On frappait à la porte… J’ouvris les yeux, regardai le réveil dont l’écran LCD m’annonçait 6h00 du mat. Rapidement j’enfilai le peignoir que Christel m’avait offert pour notre premier anniversaire de mariage, au moins cette conne me l’avait laissé. Arrivé en bas des marches, je regardai dans le judas et vis deux types en bleu de chauffe. J’ouvris sans hésitation et les regardai bien en face.

 

-         Messieurs, vous savez quelle heure il est ?

 

-         Nous nous excusons de vous déranger, mais les égouts de la ville sont bouchés depuis ce matin à cause des pluies importantes de cette nuit qui ont saturées le réseau, me dit le plus grand.

Des égoutiers, à six heures sur mon pallier. Je me pinçais pour m’assurer que c’était bien réel lorsque le second reprit :

 

-         Une canalisation passe sous votre domicile et nous devons nous assurer que les eaux circulent correctement sous votre maison.

 

-         Maintenant ?

 

-         Ca ne prendra qu’un instant, monsieur, on doit juste écouter le sol avec une espèce de stéthoscope pour connaître l’état des conduites avant de passer à la maison suivante.

 

-         Entrez donc, me résignai-je, la porte de la cave se trouve au fond du couloir à gauche.

 

Alors que je refermais la porte derrière eux parce qu’il ne faisait pas vraiment chaud ce matin-là, je repensais à cette histoire de pluies qui n’avaient pas vraiment troublées mon sommeil si léger habituellement quand j’ai ressenti une douleur à la tête et retrouvé un sommeil pour le moins artificiel.

 

J’ai passé les jours qui suivirent dans le noir complet de ma propre cave. Attaché à la rampe de la cave, juste à côté de la porte, avec une corde dont je n’ai pas réussi à me défaire. Ils m’avaient laissé là, sans lumière ni nourriture, juste une paille entre les lèvres et un liquide sirupeux que j’ai bu en deux jours. J’ai cru que j’allais crever jusqu'à ce que j’entende des pas dans le couloir et sente cette odeur forte. J’entends la clé qui joue dans la serrure et la porte s’ouvre.

 

La lumière me fait souffrir. Elle est trop forte alors que je me suis habitué à la faim et à la nuit.

 

-         Comment va mon rat favori ?

 

Je connais cette voix, ouvre les yeux, me force à fixer l’homme.

 

-    Mais c’est qu’il n’est pas trop abimé après son petit séjour en sous-sol, dit la voix en gloussant

 

La fouine… ce chien de boss. Je veux crier, mais aucun mot ne sort de ma bouche, la soif a fait son œuvre et ma langue a triplé de volume dans ma bouche. L’odeur revient plus forte… mes deux égoutiers se tiennent devant moi et… ma femme se pend au coup de la fouine ?

 

-         Il est chou, ce con, dit-elle en jouant avec la cravate de mon boss.

 

-         Finalement, je vais être sympa avec toi. Je t’ai débarrassé de ta femme ; elle gênait ta productivité. J’ai enfin pu obtenir le transfert des brevets que tu as déposé en ton nom alors qu’ils appartiennent à la société.

 

Je crie mais il n’y a que mon silence et la voix de la fouine.

 

-         Je t’évite même de violer le secret professionnel. Je sais, ne me remercie pas.

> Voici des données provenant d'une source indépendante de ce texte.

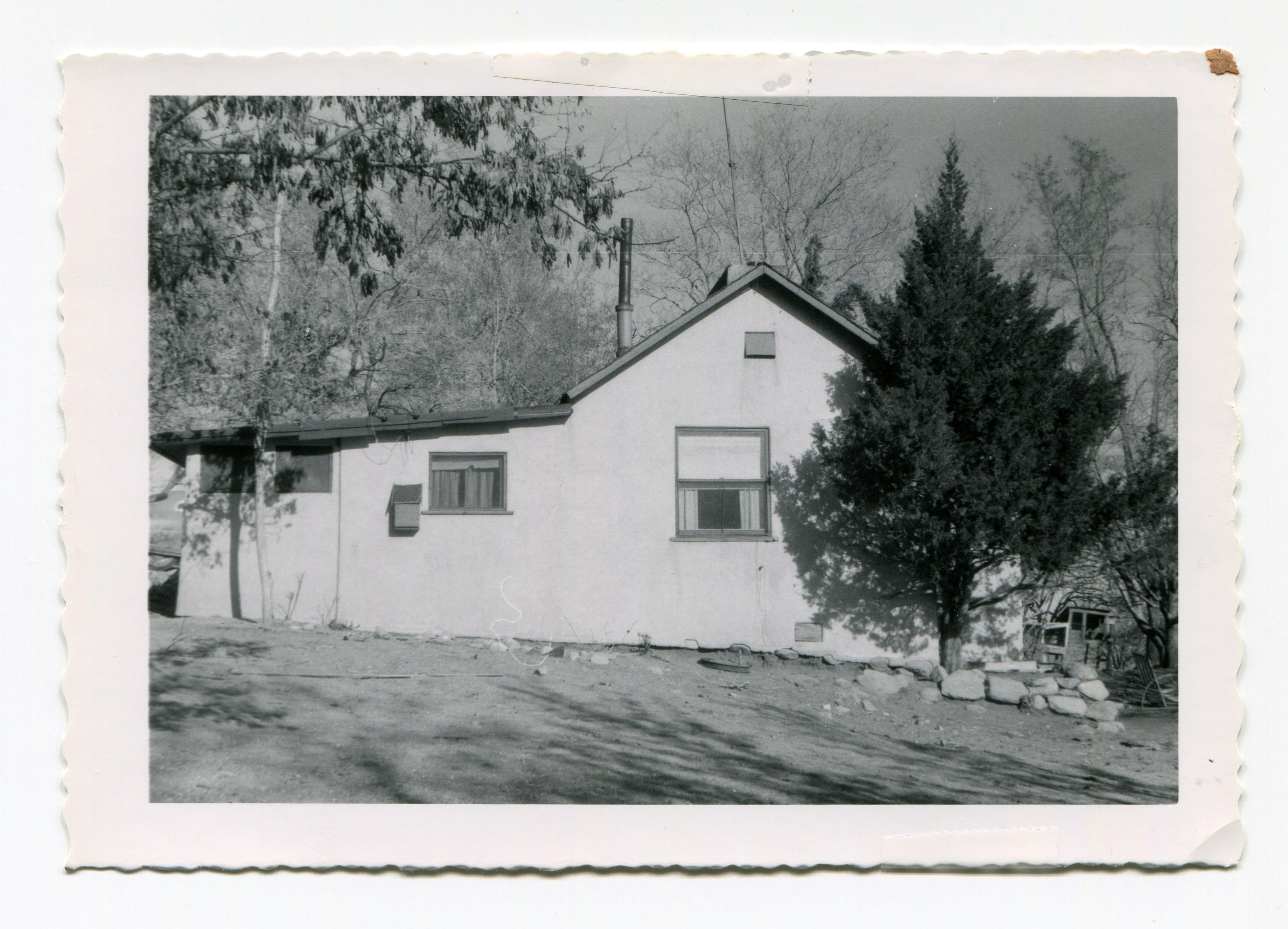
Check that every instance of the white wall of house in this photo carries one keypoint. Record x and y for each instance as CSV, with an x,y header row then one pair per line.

Finalement donc, je te libère de tes obligations à mon égard.

 

Je respire de plus en plus difficilement alors que le boss se retourne et sort un objet de sa poche.

 

-         T’es viré, connard.

 

C’est à ce moment que je vois le canon se tourner vers mon visage et que j’entends le cliquetis du percuteur qui commence sa trajectoire mortelle.